Neuer Stoß des Rammbocks

BERLIN. Er macht den Rammbock für den Kanzler: "Superminister" Wolfgang Clement hat das Arbeitsrecht im Visier und kämpft gegen Traditionalisten in der SPD.

Schon allein von seinem etwas sturen Naturell her eignet sich Wolfgang Clement als "Rammbock". Derzeit ist er in dieser Funktion für den Kanzler aktiv und zwar vor allem gerichtet gegen die eigenen Leute. Womit er sich herzlich unbeliebt bei den Genossen macht. Skepsis wegen seines reformoffenen Auftretens in alle Richtungen gab es vor allem auf dem linken Flügel der SPD-Fraktion ja schon länger. Seit der 62-Jährige aber glasklar versucht, für einen Umschwung in der Wirtschaft und auf dem Arbeitsmarkt seinen Satz "nichts ist tabu" in die Tat umzusetzen, sind die Zweifel bei so manchem Genossen deutlich in Widerstand umgeschlagen. Clement wäre aber nicht Clement, wenn ihn das davon abhalten würde, seinen eingeschlagenen "Kurs der Erneuerung" weiter zu verfolgen. Dafür hat ihn Gerhard Schröder schließlich ins Kabinett geholt. Den Testballon ließ der Superminister in dieser Woche bereits los. Unter dem positiv besetzen Begriff des "Bürokratieabbaus" hat er vor allem die Entrümpelung des Arbeitsrechts im Visier.
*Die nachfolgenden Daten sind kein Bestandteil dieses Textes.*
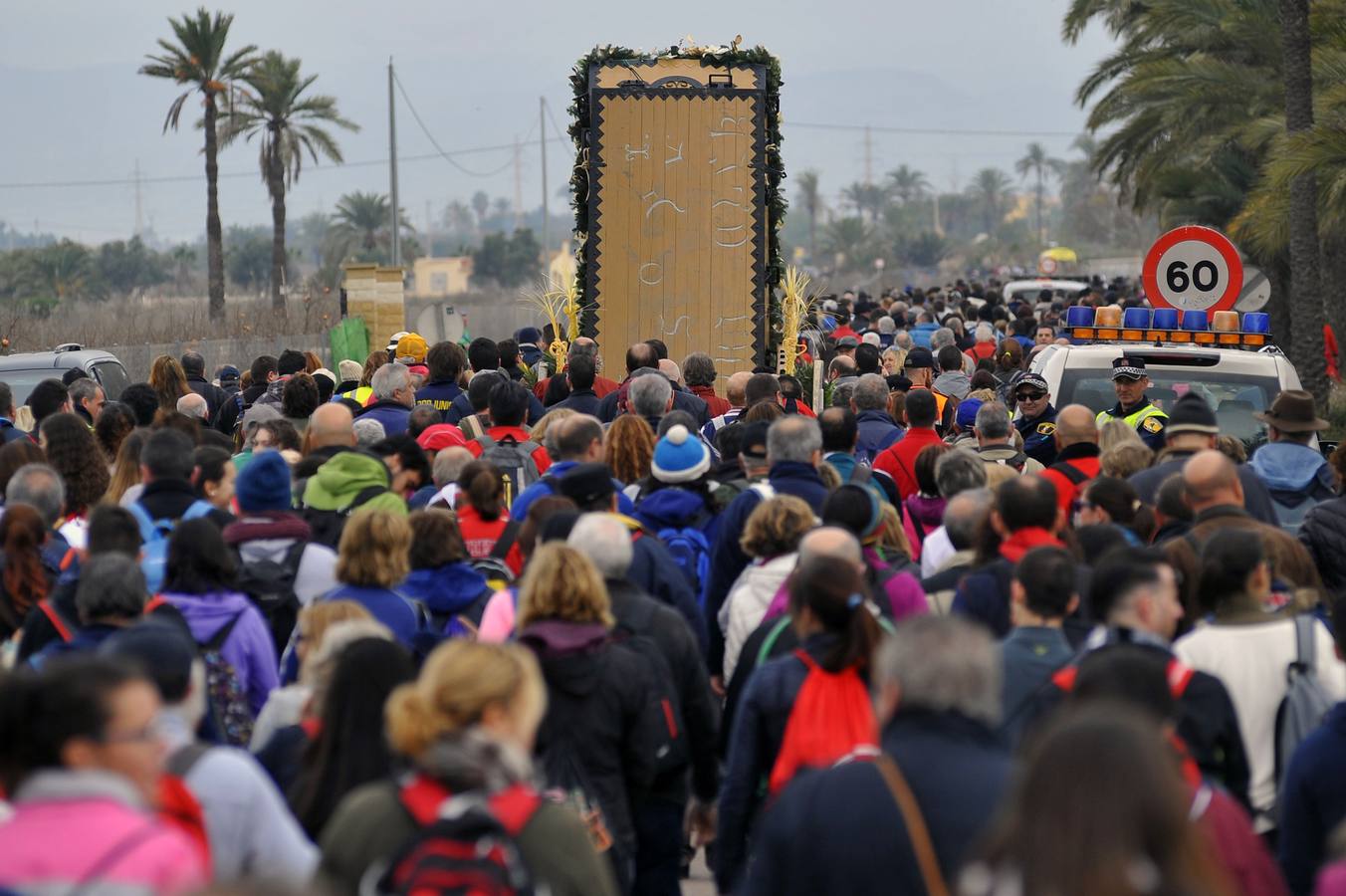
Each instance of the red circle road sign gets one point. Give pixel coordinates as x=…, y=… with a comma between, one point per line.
x=1193, y=269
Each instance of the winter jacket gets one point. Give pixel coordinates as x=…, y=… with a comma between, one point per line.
x=393, y=414
x=840, y=830
x=1312, y=802
x=1323, y=533
x=248, y=649
x=748, y=603
x=371, y=825
x=878, y=433
x=348, y=473
x=729, y=558
x=70, y=825
x=1256, y=497
x=599, y=717
x=386, y=605
x=248, y=823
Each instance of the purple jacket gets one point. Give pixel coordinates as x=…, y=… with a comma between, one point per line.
x=249, y=647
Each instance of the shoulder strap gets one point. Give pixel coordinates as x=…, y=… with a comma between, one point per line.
x=180, y=762
x=221, y=635
x=914, y=821
x=508, y=537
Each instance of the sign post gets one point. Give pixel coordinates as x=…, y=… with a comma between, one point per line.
x=1193, y=269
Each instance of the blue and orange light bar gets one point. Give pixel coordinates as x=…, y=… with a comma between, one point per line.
x=1223, y=330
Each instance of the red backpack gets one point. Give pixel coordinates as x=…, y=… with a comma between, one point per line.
x=832, y=716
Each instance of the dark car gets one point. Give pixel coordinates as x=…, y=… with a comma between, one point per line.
x=25, y=371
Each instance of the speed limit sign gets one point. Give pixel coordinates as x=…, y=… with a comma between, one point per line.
x=1193, y=269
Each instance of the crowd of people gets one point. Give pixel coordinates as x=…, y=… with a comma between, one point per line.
x=489, y=620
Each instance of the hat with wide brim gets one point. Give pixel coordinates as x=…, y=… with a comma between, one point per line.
x=1293, y=410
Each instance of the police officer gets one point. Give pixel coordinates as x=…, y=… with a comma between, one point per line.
x=1036, y=423
x=1130, y=381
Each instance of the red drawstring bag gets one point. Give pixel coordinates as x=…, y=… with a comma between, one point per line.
x=832, y=716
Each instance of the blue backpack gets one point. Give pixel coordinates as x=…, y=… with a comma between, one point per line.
x=155, y=533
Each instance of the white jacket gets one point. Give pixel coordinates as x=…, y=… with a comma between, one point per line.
x=748, y=603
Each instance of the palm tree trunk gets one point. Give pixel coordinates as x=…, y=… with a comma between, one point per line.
x=276, y=184
x=1306, y=347
x=214, y=233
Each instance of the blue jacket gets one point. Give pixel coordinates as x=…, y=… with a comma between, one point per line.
x=876, y=433
x=1312, y=800
x=840, y=830
x=390, y=413
x=727, y=558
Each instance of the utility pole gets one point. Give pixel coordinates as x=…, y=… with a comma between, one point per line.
x=392, y=168
x=542, y=142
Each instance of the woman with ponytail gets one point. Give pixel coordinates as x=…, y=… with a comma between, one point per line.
x=26, y=577
x=467, y=727
x=484, y=517
x=807, y=708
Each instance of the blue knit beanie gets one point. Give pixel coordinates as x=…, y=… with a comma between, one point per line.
x=264, y=483
x=680, y=456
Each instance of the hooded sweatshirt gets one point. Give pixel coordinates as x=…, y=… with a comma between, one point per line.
x=340, y=479
x=248, y=649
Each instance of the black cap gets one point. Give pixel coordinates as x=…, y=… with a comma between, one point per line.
x=587, y=483
x=920, y=356
x=1192, y=413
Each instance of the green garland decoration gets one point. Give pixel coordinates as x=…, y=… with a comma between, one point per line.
x=776, y=201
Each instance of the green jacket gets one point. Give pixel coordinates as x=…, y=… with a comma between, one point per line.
x=340, y=479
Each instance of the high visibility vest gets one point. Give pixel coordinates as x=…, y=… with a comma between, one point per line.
x=1134, y=418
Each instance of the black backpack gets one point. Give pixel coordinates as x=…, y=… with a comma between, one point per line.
x=328, y=525
x=271, y=585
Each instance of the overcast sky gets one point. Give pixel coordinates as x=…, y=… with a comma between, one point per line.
x=76, y=110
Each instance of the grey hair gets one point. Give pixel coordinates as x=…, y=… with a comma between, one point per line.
x=871, y=393
x=604, y=541
x=959, y=470
x=194, y=405
x=649, y=395
x=966, y=514
x=367, y=431
x=943, y=663
x=389, y=378
x=111, y=586
x=994, y=421
x=699, y=368
x=41, y=487
x=793, y=437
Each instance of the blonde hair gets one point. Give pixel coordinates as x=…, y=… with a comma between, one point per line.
x=776, y=527
x=629, y=448
x=561, y=582
x=374, y=550
x=458, y=682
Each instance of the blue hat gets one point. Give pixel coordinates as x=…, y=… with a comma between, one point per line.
x=680, y=456
x=264, y=483
x=967, y=416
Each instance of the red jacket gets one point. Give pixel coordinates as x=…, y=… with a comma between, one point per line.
x=899, y=460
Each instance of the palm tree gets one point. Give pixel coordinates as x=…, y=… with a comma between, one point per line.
x=199, y=60
x=1038, y=163
x=991, y=191
x=811, y=201
x=289, y=125
x=907, y=184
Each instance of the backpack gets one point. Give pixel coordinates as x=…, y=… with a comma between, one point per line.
x=224, y=689
x=1304, y=704
x=832, y=716
x=466, y=843
x=673, y=753
x=270, y=582
x=328, y=525
x=692, y=554
x=153, y=535
x=515, y=460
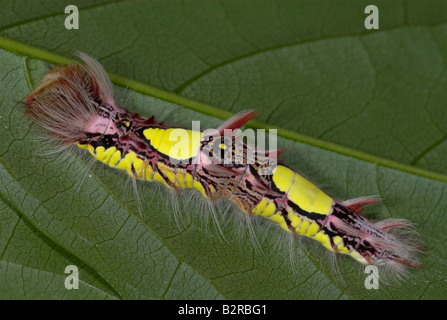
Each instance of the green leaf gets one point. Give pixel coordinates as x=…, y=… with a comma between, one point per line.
x=363, y=112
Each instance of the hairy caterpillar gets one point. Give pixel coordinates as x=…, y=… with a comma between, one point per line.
x=75, y=104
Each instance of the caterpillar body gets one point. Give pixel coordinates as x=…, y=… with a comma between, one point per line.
x=75, y=104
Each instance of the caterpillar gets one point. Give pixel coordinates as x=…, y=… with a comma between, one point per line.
x=76, y=106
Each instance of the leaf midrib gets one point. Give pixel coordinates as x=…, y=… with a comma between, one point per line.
x=25, y=49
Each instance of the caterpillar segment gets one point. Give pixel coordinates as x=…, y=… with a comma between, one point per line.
x=221, y=166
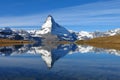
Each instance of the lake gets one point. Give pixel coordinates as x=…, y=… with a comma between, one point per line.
x=58, y=62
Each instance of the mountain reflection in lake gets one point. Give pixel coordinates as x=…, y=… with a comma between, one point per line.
x=58, y=62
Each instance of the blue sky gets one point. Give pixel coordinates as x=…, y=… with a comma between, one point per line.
x=88, y=15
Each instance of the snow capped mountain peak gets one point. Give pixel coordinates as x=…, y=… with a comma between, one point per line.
x=50, y=26
x=49, y=22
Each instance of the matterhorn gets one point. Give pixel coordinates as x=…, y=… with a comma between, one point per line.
x=53, y=28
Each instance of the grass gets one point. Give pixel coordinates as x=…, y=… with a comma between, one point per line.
x=111, y=42
x=8, y=42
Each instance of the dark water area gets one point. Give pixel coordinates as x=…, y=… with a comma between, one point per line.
x=60, y=62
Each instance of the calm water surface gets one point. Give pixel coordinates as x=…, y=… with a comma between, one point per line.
x=61, y=62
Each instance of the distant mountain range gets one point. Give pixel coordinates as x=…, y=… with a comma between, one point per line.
x=51, y=28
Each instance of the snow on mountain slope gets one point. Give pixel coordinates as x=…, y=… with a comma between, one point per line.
x=82, y=35
x=50, y=26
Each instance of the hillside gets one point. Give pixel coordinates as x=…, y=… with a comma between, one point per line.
x=111, y=42
x=8, y=42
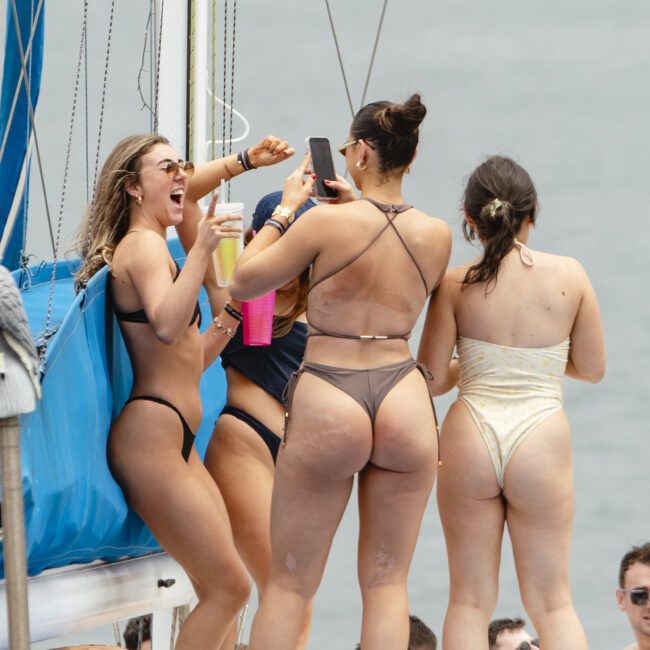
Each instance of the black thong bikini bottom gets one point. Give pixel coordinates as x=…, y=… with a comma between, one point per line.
x=271, y=439
x=188, y=435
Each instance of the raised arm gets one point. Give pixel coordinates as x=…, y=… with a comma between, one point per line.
x=206, y=179
x=439, y=336
x=271, y=260
x=587, y=354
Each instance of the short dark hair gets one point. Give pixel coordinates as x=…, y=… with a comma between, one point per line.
x=499, y=625
x=132, y=631
x=635, y=554
x=420, y=636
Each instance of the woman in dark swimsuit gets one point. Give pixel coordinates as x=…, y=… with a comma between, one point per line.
x=140, y=192
x=359, y=403
x=242, y=452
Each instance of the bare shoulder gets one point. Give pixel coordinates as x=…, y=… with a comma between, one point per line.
x=139, y=249
x=452, y=282
x=566, y=267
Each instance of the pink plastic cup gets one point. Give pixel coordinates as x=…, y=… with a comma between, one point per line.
x=258, y=319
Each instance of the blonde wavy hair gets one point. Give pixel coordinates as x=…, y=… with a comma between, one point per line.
x=106, y=219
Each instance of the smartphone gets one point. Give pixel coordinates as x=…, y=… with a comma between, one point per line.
x=323, y=166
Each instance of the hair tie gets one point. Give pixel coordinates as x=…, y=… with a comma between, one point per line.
x=494, y=205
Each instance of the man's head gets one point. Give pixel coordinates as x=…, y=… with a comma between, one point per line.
x=509, y=634
x=421, y=637
x=632, y=595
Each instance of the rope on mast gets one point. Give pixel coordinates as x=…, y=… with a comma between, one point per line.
x=91, y=213
x=155, y=115
x=232, y=80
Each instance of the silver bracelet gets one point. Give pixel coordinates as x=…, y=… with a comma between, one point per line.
x=276, y=224
x=220, y=327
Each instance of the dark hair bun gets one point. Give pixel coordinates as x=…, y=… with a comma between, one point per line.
x=402, y=119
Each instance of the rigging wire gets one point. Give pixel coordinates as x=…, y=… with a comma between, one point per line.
x=66, y=170
x=338, y=54
x=25, y=197
x=225, y=74
x=145, y=104
x=374, y=52
x=87, y=146
x=91, y=213
x=19, y=83
x=213, y=103
x=155, y=115
x=232, y=79
x=340, y=58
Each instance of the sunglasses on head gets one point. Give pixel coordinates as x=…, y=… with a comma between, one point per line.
x=638, y=595
x=343, y=148
x=172, y=167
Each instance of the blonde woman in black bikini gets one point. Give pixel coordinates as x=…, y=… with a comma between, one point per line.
x=140, y=192
x=520, y=320
x=360, y=404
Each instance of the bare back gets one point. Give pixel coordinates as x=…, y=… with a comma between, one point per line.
x=526, y=307
x=171, y=372
x=372, y=278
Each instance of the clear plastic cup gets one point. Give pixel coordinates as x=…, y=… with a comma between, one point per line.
x=228, y=250
x=258, y=319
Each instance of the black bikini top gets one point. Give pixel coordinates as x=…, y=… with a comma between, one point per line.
x=268, y=367
x=140, y=316
x=386, y=209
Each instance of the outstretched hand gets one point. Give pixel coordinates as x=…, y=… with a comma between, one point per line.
x=211, y=230
x=270, y=151
x=298, y=186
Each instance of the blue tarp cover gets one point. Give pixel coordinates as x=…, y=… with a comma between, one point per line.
x=74, y=510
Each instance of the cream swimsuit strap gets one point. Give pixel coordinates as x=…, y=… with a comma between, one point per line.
x=525, y=254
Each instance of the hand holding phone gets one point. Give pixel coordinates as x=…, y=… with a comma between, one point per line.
x=323, y=166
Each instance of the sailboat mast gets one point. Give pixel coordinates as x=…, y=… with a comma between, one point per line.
x=174, y=72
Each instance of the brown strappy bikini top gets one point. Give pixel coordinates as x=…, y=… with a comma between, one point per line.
x=386, y=209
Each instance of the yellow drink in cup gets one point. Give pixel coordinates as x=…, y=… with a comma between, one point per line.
x=228, y=251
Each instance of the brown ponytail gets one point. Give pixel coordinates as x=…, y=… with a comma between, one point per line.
x=392, y=129
x=499, y=196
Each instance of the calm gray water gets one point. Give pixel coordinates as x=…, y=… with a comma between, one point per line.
x=564, y=88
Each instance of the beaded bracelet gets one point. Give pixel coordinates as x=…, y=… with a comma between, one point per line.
x=244, y=160
x=231, y=311
x=220, y=327
x=276, y=224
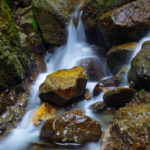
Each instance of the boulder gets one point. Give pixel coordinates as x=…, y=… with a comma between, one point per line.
x=122, y=75
x=130, y=129
x=72, y=128
x=109, y=82
x=119, y=56
x=22, y=3
x=43, y=113
x=53, y=16
x=118, y=97
x=63, y=85
x=98, y=107
x=139, y=72
x=127, y=23
x=13, y=101
x=16, y=56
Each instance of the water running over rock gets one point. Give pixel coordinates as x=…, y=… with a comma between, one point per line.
x=65, y=57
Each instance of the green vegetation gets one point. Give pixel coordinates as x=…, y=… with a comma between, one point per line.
x=34, y=24
x=141, y=92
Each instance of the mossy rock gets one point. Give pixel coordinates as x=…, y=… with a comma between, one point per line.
x=119, y=55
x=139, y=72
x=63, y=85
x=127, y=23
x=72, y=127
x=13, y=63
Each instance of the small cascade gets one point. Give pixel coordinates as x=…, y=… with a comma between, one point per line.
x=138, y=48
x=65, y=57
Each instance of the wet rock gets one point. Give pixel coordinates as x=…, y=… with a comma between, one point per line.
x=127, y=23
x=30, y=37
x=43, y=113
x=109, y=82
x=73, y=128
x=59, y=12
x=130, y=129
x=140, y=97
x=122, y=75
x=98, y=106
x=13, y=102
x=139, y=72
x=87, y=94
x=94, y=66
x=12, y=61
x=10, y=118
x=118, y=97
x=22, y=3
x=119, y=56
x=63, y=85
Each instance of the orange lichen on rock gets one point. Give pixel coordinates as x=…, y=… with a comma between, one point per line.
x=44, y=112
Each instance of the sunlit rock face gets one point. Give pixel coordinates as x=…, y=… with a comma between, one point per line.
x=130, y=129
x=104, y=83
x=13, y=63
x=139, y=72
x=120, y=55
x=73, y=127
x=127, y=23
x=53, y=16
x=63, y=85
x=43, y=113
x=118, y=97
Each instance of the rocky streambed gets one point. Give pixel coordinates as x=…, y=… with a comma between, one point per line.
x=90, y=96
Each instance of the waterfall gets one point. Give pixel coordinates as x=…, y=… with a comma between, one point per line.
x=65, y=57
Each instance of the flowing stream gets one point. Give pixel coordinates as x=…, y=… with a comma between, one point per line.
x=65, y=57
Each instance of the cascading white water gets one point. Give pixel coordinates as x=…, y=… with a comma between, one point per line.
x=138, y=48
x=64, y=57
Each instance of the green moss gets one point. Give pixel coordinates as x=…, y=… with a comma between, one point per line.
x=10, y=66
x=34, y=24
x=141, y=92
x=109, y=93
x=10, y=3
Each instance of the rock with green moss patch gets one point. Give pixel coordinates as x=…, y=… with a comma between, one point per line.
x=72, y=128
x=127, y=23
x=63, y=86
x=119, y=55
x=12, y=63
x=130, y=129
x=139, y=72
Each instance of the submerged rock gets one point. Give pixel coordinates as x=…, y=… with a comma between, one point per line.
x=98, y=107
x=122, y=75
x=119, y=56
x=63, y=85
x=118, y=97
x=127, y=23
x=72, y=128
x=43, y=113
x=110, y=82
x=130, y=129
x=139, y=72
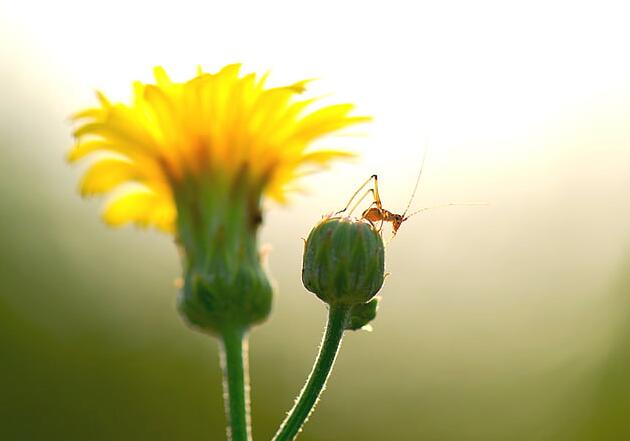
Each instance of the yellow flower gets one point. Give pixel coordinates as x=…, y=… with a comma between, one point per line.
x=195, y=159
x=213, y=129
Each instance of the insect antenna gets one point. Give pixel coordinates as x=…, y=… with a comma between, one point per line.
x=455, y=204
x=415, y=188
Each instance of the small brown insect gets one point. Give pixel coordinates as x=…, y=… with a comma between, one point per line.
x=375, y=212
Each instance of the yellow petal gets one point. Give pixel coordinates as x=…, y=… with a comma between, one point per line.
x=107, y=174
x=142, y=207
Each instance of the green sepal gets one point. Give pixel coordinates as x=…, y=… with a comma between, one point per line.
x=344, y=261
x=361, y=315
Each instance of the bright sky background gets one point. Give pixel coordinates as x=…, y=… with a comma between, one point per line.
x=516, y=100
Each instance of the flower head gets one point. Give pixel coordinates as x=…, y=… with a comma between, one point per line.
x=195, y=159
x=213, y=127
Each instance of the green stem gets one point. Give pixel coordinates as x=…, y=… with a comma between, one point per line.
x=236, y=383
x=337, y=318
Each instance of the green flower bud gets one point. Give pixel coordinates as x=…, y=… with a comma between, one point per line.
x=361, y=315
x=225, y=284
x=344, y=261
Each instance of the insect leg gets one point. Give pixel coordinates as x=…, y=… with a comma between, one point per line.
x=357, y=192
x=354, y=207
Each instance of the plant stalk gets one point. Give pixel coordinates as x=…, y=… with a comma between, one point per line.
x=316, y=383
x=234, y=364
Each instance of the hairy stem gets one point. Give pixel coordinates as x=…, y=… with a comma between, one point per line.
x=316, y=383
x=236, y=383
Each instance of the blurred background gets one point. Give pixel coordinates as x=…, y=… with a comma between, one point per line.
x=508, y=321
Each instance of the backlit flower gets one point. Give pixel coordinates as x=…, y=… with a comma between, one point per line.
x=195, y=159
x=214, y=127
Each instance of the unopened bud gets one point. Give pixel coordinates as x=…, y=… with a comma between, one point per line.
x=344, y=261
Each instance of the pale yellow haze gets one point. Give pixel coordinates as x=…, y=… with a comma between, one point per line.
x=524, y=106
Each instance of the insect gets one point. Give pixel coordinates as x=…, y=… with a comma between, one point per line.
x=376, y=213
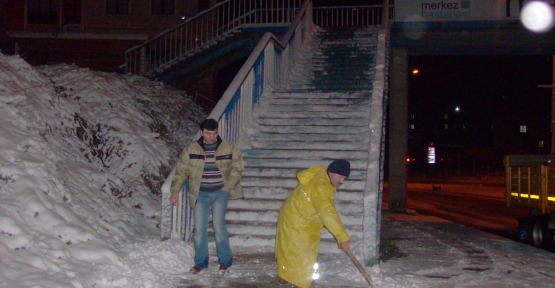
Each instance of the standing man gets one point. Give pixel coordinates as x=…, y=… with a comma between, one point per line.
x=301, y=218
x=213, y=167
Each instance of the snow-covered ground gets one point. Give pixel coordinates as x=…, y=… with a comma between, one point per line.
x=82, y=158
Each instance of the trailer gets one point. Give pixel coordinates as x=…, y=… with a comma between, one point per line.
x=530, y=182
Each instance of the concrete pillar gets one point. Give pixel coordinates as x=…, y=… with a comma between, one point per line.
x=398, y=129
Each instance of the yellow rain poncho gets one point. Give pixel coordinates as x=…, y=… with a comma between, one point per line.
x=301, y=218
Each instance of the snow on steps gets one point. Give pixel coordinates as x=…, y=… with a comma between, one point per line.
x=324, y=115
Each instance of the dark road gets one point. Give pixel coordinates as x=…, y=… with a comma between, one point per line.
x=478, y=205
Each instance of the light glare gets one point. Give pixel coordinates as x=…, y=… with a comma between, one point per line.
x=537, y=16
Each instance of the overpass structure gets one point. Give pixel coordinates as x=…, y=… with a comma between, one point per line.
x=297, y=84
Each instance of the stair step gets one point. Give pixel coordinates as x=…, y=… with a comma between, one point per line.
x=304, y=145
x=326, y=90
x=346, y=108
x=270, y=216
x=322, y=101
x=320, y=95
x=350, y=185
x=317, y=114
x=258, y=229
x=240, y=240
x=318, y=138
x=280, y=161
x=312, y=129
x=288, y=172
x=280, y=193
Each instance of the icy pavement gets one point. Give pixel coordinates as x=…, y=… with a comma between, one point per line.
x=417, y=251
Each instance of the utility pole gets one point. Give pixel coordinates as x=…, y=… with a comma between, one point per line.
x=552, y=86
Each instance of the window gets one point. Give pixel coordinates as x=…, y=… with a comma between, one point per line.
x=162, y=7
x=117, y=7
x=43, y=11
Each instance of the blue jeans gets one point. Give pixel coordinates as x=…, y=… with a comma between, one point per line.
x=218, y=201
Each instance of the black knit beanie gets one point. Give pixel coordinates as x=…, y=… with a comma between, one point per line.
x=341, y=167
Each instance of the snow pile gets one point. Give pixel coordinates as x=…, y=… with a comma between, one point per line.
x=83, y=155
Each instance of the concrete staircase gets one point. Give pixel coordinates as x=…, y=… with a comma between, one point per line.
x=323, y=115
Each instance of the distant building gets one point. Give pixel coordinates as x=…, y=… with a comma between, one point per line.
x=89, y=33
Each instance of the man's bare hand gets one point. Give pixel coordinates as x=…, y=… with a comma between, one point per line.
x=174, y=198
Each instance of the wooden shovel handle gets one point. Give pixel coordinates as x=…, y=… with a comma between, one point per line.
x=360, y=268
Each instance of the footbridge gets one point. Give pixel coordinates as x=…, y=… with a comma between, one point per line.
x=315, y=87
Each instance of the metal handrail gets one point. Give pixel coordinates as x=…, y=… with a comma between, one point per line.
x=266, y=69
x=205, y=29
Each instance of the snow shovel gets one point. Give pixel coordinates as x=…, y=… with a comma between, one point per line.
x=360, y=268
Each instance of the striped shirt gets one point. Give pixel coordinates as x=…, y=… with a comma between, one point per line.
x=211, y=176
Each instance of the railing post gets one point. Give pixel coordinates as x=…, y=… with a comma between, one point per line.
x=142, y=61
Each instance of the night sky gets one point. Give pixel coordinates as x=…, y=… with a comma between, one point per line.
x=496, y=94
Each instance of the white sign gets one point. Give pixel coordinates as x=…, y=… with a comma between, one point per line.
x=431, y=155
x=455, y=10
Das ist nach Einschätzung von Experten nicht nur eines der größten Einstellungshemmnisse, sondern auch Ursache dafür, dass anders als in anderen Ländern in Deutschland ein Wirtschaftswachstum von gut zwei Prozent für positive Effekte auf den Arbeitsmarkt benötigt wird. Das will Clement knacken. Gestern nun wurde ein Papier aus dem Bundeswirtschaftsministerium öffentlich, in dem eine ganze Reihe von Gesetzen zur Disposition stehen, die unter das Arbeitsrecht fallen. So wird überlegt, den Rechtsanspruch auf Teilzeit und das Betriebsverfassungsgesetz wieder zu verändern. Das Papier sieht eine Anhebung der so genannten Schwellenwerte vor, die durch die Zahl der Mitarbeiter eines Betriebes bestimmt werden und die Einfluss auf Größe und Rechte des Betriebsrates sowie den Anspruch auf Teilzeit haben. Überdies wird vorgeschlagen, den Ladenschluss völlig freizugeben, die Handwerksordnung weitreichend zu ändern, das Vergaberecht zu verschlanken und das Verbot aufzuheben, Arbeitnehmer nur einmal ohne Sachgrund befristet einzustellen. Bei seinem letzten Auftritt im Ausschuss für Wirtschaft und Arbeit vor einigen Tagen machte Clement bereits klar, was ihm noch vorschwebt: Man werde unter dem Gesichtspunkt der Deregulierung auch das "Genehmigungsrecht, das Planungsrecht, das Baurecht" überprüfen müssen. Die Sozialdemokraten im Ausschuss sollen tief Luft geholt haben.